Generate a variable that combines string-observations based on two conditions (date constraint by group)

Patrick Figge

Join Date: May 2014

Posts: 6
#1

Generate a variable that combines string-observations based on two conditions (date constraint by group)

24 Jul 2015, 05:52

Hi everyone,

I struggle with a list of persons that can be uniquely identified by the variable "name". The persons are observed at different points in time ("date_str" / "date"). I want to generate a new variable that includes all values of the variable "classes" for a given person within the past 5 years. Exemplary data: see below.

Code:

clear input str25 name str15 date_str str15 classes "Lastname 1, First name 1" "June 16, 2003" "F22B H04Q F04C" "Lastname 1, First name 1" "July 15, 2004" "B65D G01N" "Lastname 1, First name 1" "May 3, 2006" "C12Q" "Lastname 1, First name 1" "July 8, 2009" "C08K" "Lastname 2, First name 2" "April 5, 1999" "F16J B06B H04R" "Lastname 2, First name 2" "May 20, 2003" "F22B" "Lastname 2, First name 2" "April 2, 2007" "G01N" end gen date = date(date_str, "MDY") order name date_str date classes

For instance, in line 4 the new variable would have the value "C08K C12Q B65D G01N". In more general terms: I am trying to combine string-observations based on two conditions: (1) same "name" and (2) "date" has to be within the past 5 years of the focal date.

This might be related to a previous post: www.statalist.org/forums/forum/general-stata-discussion/general/1295115-how-to-summarize-multiple-observations-per-id.
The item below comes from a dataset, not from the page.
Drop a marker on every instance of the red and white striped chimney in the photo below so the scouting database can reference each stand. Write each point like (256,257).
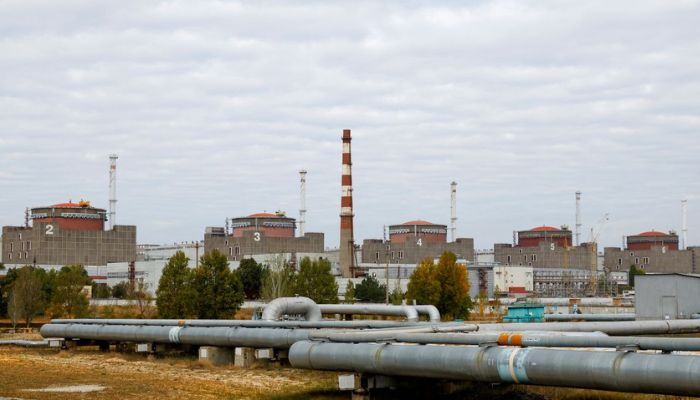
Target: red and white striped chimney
(347,243)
However, I struggle with adapting this: It is not enough to look at the previous line. The evaluation of dates has to consider the whole group defined by "name". [Repeating classes - e.g., "F22B H04Q F22B" - are not an issue: I can discard them afterwards.]

I'm thankful for any help or suggestions!
Patrick
Tags: None

Nick Cox

Join Date: Mar 2014
Posts: 35414

24 Jul 2015, 06:16

Well posed problem!

Consider this:

Code:

 
clear
input str25 name str15 date_str str15 classes
"Lastname 1, First name 1" "June 16, 2003" "F22B H04Q F04C"
"Lastname 1, First name 1" "July 15, 2004" "B65D G01N"
"Lastname 1, First name 1" "May 3, 2006" "C12Q"
"Lastname 1, First name 1" "July 8, 2009" "C08K"
"Lastname 2, First name 2" "April 5, 1999" "F16J B06B H04R"
"Lastname 2, First name 2" "May 20, 2003" "F22B"
"Lastname 2, First name 2" "April 2, 2007" "G01N"
end
gen date = date(date_str, "MDY")
order name date_str date classes

gen wc = wordcount(classes) 
expand wc 
sort name date 
bysort name date : gen count = _n 
gen class = word(classes, count) 
by name (date) : drop if (date[_N] - date) > (5 * 365.25) 
bysort name class : drop if _n > 1 
by name : gen wanted = class[1] if _n == 1 
by name : replace wanted = wanted[_n-1] + " " + class if _n > 1 
by name : keep if _n == _N 
list 



     +-------------------------------------------------------------------+
  1. |                     name |      date_str |  date |   classes | wc |
     | Lastname 1, First name 1 | July 15, 2004 | 16267 | B65D G01N |  2 |
     |-------------------------------------------------------------------|
     |      count      |      class      |                   wanted      |
     |          2      |       G01N      |      B65D C08K C12Q G01N      |
     +-------------------------------------------------------------------+

     +-------------------------------------------------------------------+
  2. |                     name |      date_str |  date |   classes | wc |
     | Lastname 2, First name 2 | April 2, 2007 | 17258 |      G01N |  1 |
     |-------------------------------------------------------------------|
     |      count      |      class      |                   wanted      |
     |          1      |       G01N      |                F22B G01N      |
     +-------------------------------------------------------------------+

Comment

Patrick Figge

Join Date: May 2014

Posts: 6
#3

24 Jul 2015, 06:55

Thank you a lot for the quick reply: That's already a big step forward!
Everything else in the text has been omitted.